History doesn’t record how many entries there were in the cabernet/shiraz class at the Gault-Millau Paris Wine Olympiad in 1979 – probably not many! But ’71 Grange topped its class there, winning a gold medal. Incidentally, one of the judges was Len Evans, who has always said volatility never worried him in Grange.
Today’s makers of 15% alcohol blockbusters might be surprised to learn that the alcohol strength is just 12.3%. Indeed, in the ‘50s, ‘60s and ‘70s, with just one exception, Grange was never over 13.5% alcohol and usually below 13%. And yet the wines don’t taste underripe, or deficient in any way.
These days Grange weighs in at 14%-plus, which is the current vogue, and there is a sneaking suspicion that the greatest modern vintages of Grange don’t have quite the structure that they used to, instead showing much more soft, ripe fruit and being open and showy at a much younger age that the solidly-structured great vintages of fond memory, such as ’63, ’71, ’76 and ’83.
At 34 years old, the ’71 Grange is in the prime of its life and giving maximum pleasure. Two bottles bought at auction and drunk in Sydney in May 2005 were both impeccable. Fully mature and magnificently mellow, it has a very complex bouquet of charcuterie, barbecued meats, long-simmered beef stock, suggestions of earth and truffles, and a hint of crushed ants that has always been part of this vintage.
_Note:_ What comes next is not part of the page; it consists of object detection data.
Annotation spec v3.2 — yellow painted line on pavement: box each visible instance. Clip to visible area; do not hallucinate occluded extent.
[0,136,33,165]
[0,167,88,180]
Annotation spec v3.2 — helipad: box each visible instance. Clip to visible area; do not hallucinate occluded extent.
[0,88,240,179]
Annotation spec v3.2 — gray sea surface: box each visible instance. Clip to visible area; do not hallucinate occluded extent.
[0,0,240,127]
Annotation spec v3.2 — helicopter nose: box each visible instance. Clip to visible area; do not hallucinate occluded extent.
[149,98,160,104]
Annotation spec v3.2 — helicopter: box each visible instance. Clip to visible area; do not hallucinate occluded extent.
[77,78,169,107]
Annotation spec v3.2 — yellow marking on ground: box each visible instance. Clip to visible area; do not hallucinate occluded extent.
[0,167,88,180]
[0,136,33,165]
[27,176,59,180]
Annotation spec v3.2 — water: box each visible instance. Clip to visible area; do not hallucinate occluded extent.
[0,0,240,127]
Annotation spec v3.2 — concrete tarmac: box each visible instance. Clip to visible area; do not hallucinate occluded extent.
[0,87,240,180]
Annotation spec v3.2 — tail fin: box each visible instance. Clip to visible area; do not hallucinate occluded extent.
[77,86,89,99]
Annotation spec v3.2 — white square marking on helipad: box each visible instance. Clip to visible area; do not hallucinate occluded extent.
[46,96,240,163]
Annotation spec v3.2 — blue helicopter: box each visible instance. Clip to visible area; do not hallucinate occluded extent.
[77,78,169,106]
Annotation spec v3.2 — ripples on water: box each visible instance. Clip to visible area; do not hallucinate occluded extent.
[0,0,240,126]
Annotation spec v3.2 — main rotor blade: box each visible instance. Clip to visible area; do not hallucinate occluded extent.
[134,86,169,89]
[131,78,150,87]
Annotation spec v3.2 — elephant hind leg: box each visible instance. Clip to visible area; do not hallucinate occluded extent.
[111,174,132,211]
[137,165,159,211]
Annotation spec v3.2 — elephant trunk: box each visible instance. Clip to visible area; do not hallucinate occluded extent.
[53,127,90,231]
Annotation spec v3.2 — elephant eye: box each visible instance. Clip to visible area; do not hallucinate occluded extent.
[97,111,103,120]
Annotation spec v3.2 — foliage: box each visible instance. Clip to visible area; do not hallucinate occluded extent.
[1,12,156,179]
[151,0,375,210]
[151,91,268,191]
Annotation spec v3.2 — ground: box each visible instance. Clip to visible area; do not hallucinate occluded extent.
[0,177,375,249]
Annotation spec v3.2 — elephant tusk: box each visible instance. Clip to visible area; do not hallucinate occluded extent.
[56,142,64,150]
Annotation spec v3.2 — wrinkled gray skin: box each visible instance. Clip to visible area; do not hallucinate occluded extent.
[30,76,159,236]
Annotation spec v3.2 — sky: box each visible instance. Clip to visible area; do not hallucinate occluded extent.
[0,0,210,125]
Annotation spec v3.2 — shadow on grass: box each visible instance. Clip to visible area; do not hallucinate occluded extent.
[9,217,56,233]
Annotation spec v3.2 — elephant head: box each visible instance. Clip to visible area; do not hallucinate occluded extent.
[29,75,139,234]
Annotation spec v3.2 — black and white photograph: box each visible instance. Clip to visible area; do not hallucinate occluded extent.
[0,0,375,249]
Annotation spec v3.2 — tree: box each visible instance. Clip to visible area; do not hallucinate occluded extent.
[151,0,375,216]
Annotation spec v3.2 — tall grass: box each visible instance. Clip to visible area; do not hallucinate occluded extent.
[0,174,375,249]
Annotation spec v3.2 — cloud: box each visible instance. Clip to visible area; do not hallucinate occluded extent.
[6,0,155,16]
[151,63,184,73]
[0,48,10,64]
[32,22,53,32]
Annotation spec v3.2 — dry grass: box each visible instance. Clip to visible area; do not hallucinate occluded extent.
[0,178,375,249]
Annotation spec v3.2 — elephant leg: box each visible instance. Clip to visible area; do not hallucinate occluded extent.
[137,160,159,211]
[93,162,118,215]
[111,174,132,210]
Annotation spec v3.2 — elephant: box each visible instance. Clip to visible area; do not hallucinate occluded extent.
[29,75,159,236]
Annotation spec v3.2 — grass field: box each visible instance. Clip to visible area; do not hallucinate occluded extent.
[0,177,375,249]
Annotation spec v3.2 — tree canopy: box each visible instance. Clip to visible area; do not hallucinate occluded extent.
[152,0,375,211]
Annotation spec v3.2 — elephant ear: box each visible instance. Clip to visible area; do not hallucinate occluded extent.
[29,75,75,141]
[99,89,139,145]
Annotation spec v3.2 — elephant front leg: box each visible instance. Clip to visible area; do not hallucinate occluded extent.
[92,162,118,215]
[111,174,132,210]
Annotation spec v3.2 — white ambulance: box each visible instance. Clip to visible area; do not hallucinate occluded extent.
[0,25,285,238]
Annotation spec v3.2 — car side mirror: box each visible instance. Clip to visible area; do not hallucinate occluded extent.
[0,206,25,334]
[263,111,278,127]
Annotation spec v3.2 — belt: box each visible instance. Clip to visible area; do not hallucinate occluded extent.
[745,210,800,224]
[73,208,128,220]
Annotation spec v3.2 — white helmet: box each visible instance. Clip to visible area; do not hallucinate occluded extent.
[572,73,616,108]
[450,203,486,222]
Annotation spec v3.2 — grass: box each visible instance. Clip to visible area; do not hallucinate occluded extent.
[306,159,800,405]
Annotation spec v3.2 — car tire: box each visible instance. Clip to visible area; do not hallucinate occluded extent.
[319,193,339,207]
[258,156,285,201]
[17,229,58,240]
The palate is smooth and fine, sweet of fruit and supple of texture, although the famous 1971 tannin backbone is still evident. The wine still has great structure, but it’s far from the tongue-cruncher it was when young. The aftertaste is incredibly long and totally satisfying. A thoroughly beautiful wine, which has quite a few years left in it.
*The current release 2010 (tasting) retails for $785.